Disability news, Accessibility Issues, Disability Issues, Accessiblity News

Archive for June, 2008

‘Breast cancer-free’ baby claims called misleading, troubling

Monday, June 30th, 2008

From the NBC Today Show (video is here); ABC Good Morning America:

Skeptics discounted the claim of a “breast cancer free” baby produced by genetic screening, saying that the screening does not guarantee the child will not get breast cancer. Others expressed ethical concerns about the procedure and worried that it could mark the beginning of an age of designer babies.

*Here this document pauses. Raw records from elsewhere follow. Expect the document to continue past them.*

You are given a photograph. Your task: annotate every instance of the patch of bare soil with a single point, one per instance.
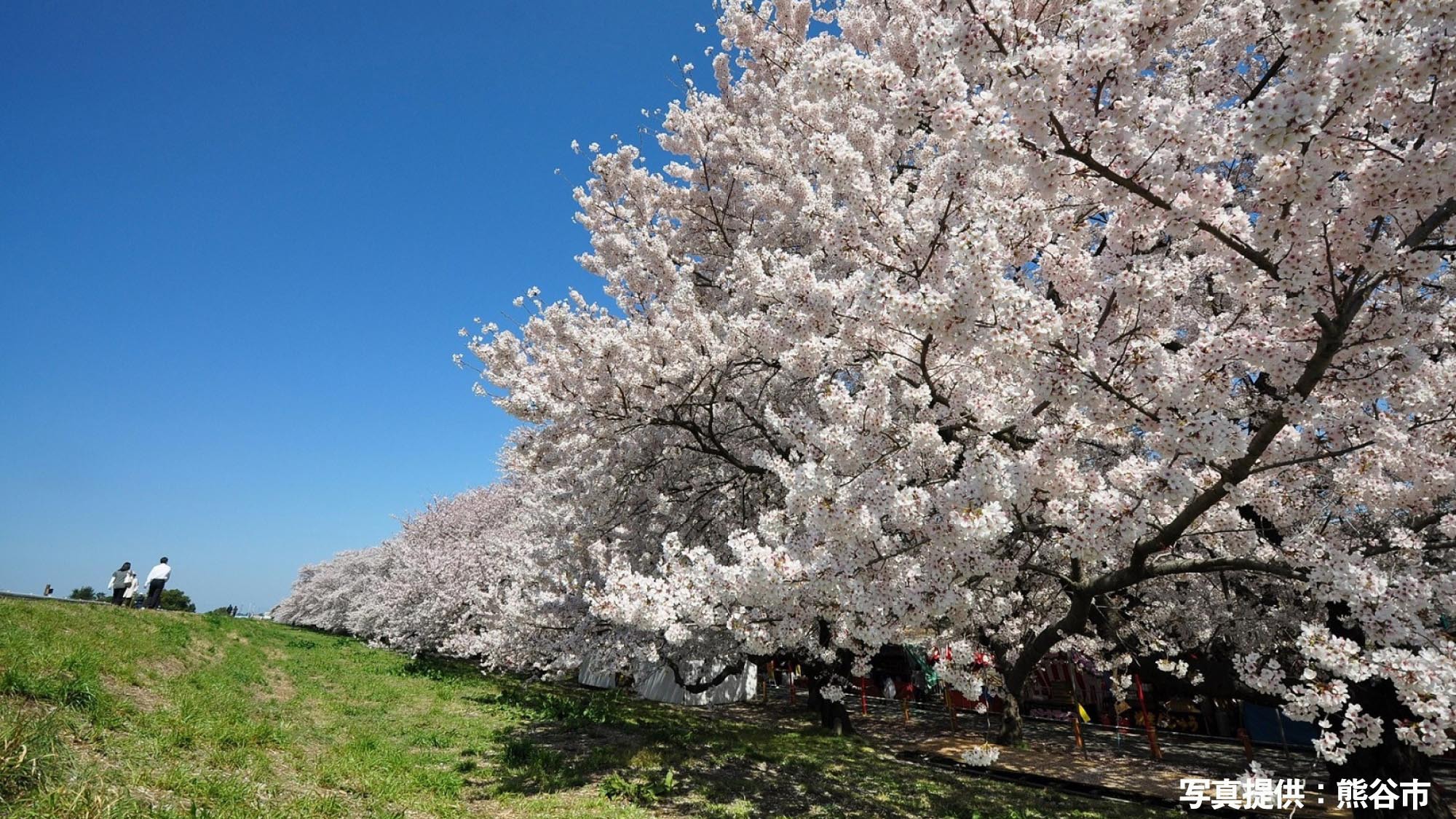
(280, 685)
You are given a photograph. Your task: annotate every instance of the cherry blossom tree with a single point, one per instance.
(992, 320)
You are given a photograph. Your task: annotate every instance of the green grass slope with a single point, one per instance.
(108, 713)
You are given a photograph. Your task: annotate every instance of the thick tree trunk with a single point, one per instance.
(834, 716)
(1034, 652)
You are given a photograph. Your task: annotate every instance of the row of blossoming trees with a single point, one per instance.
(1018, 327)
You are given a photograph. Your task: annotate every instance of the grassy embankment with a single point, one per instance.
(108, 713)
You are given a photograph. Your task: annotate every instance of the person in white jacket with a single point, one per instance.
(123, 585)
(157, 579)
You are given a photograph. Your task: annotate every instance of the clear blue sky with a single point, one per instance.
(237, 241)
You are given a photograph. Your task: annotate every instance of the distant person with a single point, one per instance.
(157, 580)
(130, 595)
(122, 580)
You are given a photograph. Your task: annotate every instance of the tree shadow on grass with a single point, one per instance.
(695, 762)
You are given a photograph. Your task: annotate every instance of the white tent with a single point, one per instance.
(659, 682)
(596, 673)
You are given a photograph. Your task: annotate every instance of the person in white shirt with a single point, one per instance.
(157, 579)
(123, 583)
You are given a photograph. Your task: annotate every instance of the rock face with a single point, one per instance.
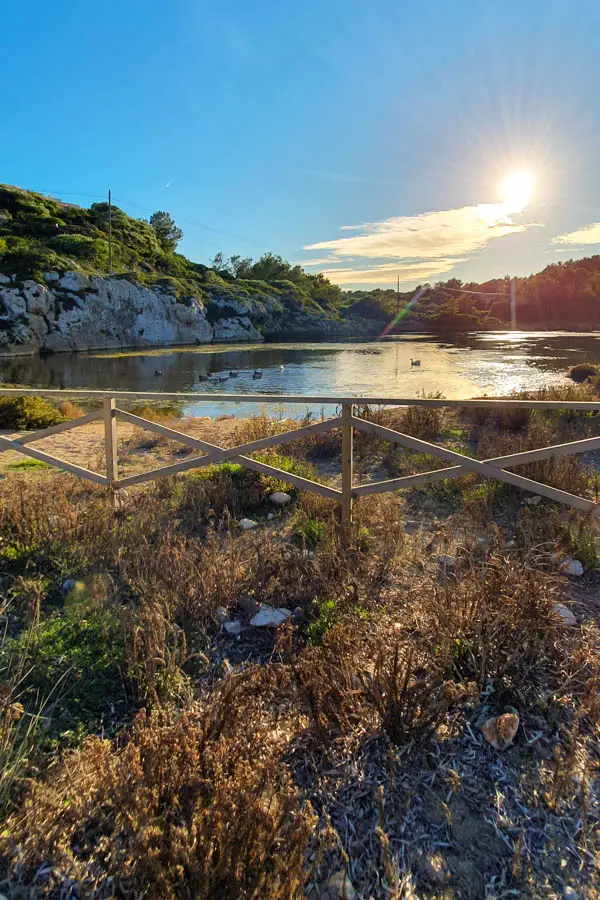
(75, 311)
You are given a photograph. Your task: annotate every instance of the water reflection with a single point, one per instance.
(494, 363)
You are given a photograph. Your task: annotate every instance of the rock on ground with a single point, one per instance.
(279, 498)
(270, 617)
(565, 613)
(500, 731)
(247, 524)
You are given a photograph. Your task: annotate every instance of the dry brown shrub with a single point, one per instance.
(194, 804)
(333, 680)
(69, 410)
(412, 701)
(497, 623)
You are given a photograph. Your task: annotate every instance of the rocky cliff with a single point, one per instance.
(74, 311)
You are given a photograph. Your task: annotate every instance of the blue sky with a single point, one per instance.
(369, 138)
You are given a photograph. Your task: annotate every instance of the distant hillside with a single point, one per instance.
(564, 295)
(39, 234)
(152, 294)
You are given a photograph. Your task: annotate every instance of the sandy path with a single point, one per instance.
(84, 446)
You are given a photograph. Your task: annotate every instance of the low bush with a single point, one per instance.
(93, 251)
(195, 804)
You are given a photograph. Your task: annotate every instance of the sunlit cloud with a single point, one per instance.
(387, 273)
(450, 232)
(589, 234)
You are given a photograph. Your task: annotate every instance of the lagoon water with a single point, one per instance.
(485, 363)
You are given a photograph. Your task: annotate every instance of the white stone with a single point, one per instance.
(13, 302)
(235, 330)
(279, 498)
(74, 281)
(247, 524)
(38, 298)
(269, 617)
(571, 567)
(565, 613)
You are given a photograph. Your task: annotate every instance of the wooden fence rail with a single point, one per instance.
(347, 422)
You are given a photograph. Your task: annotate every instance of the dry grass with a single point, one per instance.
(69, 410)
(194, 804)
(365, 706)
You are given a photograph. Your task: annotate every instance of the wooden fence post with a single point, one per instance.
(110, 446)
(347, 462)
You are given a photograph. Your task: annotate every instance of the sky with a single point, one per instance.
(364, 140)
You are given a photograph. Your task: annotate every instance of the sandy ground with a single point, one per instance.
(138, 449)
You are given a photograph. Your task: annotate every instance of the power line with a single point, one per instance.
(145, 209)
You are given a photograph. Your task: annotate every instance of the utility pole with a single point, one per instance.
(109, 232)
(513, 305)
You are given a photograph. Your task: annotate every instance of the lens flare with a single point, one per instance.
(516, 189)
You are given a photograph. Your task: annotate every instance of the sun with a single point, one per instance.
(516, 189)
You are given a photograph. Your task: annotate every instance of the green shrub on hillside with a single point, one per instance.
(90, 250)
(28, 258)
(28, 413)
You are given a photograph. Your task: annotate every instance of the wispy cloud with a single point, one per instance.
(430, 235)
(321, 261)
(387, 273)
(589, 234)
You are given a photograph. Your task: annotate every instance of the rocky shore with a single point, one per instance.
(73, 311)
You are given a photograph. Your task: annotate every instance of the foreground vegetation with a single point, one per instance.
(148, 748)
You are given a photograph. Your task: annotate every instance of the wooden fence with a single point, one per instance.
(496, 468)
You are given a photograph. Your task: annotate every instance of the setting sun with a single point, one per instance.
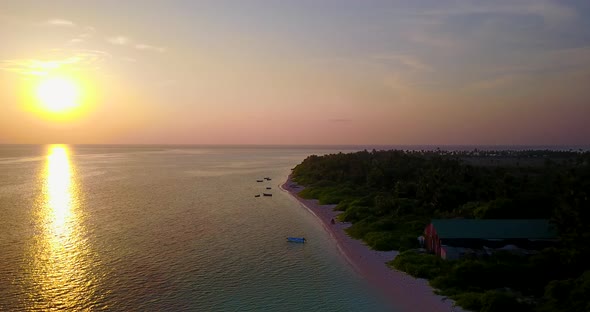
(58, 94)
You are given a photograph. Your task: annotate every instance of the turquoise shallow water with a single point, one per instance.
(152, 228)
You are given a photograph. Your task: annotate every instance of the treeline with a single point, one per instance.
(390, 196)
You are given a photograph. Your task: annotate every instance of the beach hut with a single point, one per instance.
(451, 238)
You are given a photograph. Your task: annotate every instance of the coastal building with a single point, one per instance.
(454, 238)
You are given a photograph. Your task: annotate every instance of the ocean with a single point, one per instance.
(165, 228)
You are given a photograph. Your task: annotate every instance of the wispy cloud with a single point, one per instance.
(118, 40)
(550, 11)
(408, 61)
(147, 47)
(340, 120)
(70, 60)
(60, 22)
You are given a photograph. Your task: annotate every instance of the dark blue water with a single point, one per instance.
(151, 228)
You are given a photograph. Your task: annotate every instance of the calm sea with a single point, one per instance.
(161, 228)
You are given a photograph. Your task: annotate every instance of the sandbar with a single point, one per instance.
(404, 291)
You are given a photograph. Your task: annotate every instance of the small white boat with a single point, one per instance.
(296, 239)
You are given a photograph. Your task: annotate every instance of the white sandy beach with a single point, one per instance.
(405, 291)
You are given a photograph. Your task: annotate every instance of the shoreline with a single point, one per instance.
(403, 290)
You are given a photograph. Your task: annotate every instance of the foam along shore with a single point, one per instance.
(404, 291)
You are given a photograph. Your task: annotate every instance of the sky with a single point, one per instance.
(299, 72)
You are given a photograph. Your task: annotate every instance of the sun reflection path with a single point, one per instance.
(61, 266)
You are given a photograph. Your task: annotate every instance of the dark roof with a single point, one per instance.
(494, 229)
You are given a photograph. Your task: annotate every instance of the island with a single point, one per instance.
(489, 230)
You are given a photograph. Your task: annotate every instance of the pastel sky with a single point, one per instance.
(301, 72)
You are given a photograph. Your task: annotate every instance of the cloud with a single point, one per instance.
(408, 61)
(550, 11)
(147, 47)
(71, 60)
(118, 40)
(340, 120)
(61, 22)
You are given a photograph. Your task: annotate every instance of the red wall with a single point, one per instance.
(431, 240)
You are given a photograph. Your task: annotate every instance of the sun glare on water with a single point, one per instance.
(58, 95)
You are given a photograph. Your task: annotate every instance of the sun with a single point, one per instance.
(58, 95)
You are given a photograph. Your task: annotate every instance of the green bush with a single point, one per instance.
(419, 265)
(470, 300)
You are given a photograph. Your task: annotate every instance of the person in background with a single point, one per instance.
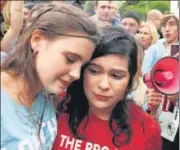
(170, 30)
(102, 11)
(154, 17)
(131, 22)
(57, 41)
(97, 103)
(16, 23)
(148, 35)
(26, 9)
(115, 15)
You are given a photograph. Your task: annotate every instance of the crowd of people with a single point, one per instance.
(74, 81)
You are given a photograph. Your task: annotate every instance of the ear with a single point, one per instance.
(37, 40)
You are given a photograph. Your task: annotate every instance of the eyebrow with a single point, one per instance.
(76, 55)
(116, 70)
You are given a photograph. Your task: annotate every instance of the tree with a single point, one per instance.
(143, 7)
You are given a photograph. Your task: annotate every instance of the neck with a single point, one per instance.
(19, 89)
(101, 114)
(167, 43)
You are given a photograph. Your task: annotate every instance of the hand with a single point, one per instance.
(154, 99)
(173, 98)
(176, 55)
(3, 2)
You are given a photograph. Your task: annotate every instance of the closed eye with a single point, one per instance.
(117, 76)
(70, 60)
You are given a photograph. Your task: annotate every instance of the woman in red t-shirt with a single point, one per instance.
(96, 114)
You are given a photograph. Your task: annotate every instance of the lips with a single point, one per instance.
(101, 97)
(64, 83)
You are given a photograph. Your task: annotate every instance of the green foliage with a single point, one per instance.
(142, 7)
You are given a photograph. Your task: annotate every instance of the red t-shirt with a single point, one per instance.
(98, 135)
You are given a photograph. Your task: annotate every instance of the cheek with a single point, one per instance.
(120, 89)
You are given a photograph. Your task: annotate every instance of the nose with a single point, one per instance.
(104, 83)
(75, 73)
(166, 28)
(106, 10)
(141, 35)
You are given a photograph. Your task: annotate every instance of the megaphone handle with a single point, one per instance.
(165, 103)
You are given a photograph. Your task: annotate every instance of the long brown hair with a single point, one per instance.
(51, 20)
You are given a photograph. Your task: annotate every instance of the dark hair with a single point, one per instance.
(113, 40)
(96, 2)
(131, 14)
(52, 21)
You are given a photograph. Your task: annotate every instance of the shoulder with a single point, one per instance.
(151, 129)
(136, 111)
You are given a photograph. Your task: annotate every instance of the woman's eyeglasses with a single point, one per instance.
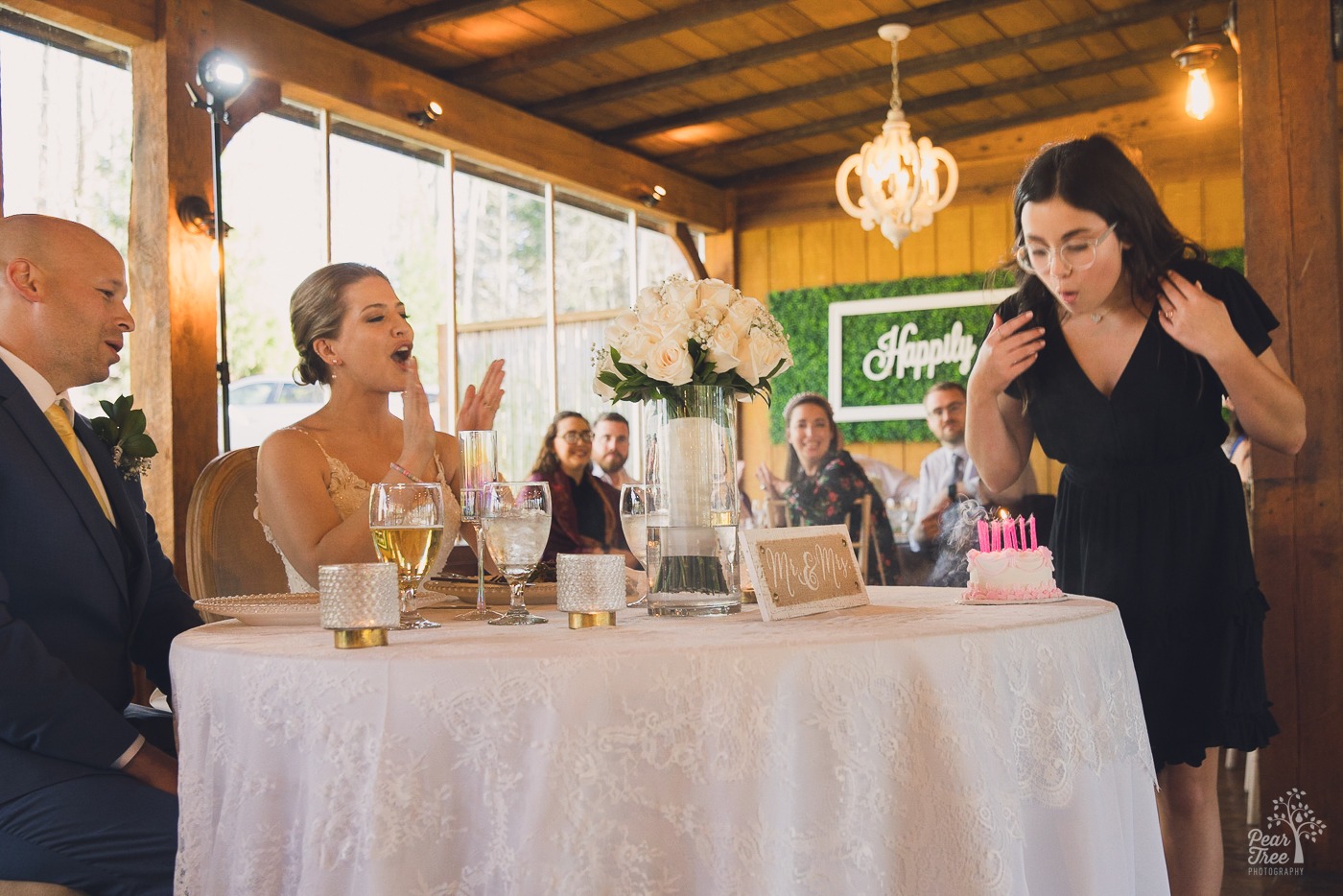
(574, 436)
(1076, 254)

“Damocles’ sword is still hanging over her head, as for every woman. She can still get breast cancer – maybe just not this specific kind,” said Dr. Nancy Snyderman, NBC’s medical editor.

Susan Love, of the David Geffen School of Medicine at UCLA, agreed. “Since most breast cancer — 90 to 95 percent– is not hereditary, she still has a high chance of getting it, just as we all do. I think we are better to put our energies in trying to figure out how to prevent breast cancer in everybody than to pick and choose who we allow to be born.”

Arthur Caplan, director of the Center for Bioethics at the University of Pennsylvania, said genetic screening poses an ethical dilemma.

“Where is this going to take us in the future? How far will we go in letting people decide their babies?” Caplan said.

Snyderman urged a public discussion of the moral and ethical questions underlying prenatal genetic testing and selective termination, which she said are already widely available. Prospective parents are making prenatal selections based on sex, height, eye color and other factors, she said, as well as cloning.

See earlier post here.

British woman says she conceived ‘breast cancer free’ baby

Monday, June 30th, 2008

From the [UK] Times, video on MSNBC:

A woman has conceived Britain’s first baby guaranteed to be free from hereditary breast cancer.

Doctors screened out from the woman’s embryos an inherited gene that would have left the baby with a greater than 50 percent chance of developing the cancer.

The woman, who wishes to remain anonymous, said her husband has a strong family history of breast cancer that was caused by the BRCA-1 gene. The couple used in vitro fertilization to create 11 embryos, then used preimplantation genetic diagnosis (PGD) to select embryos that did not have the gene. Of the 11 embryos, six carried the gene. Two embryos that were free of the gene were implanted, resulting in a pregnancy.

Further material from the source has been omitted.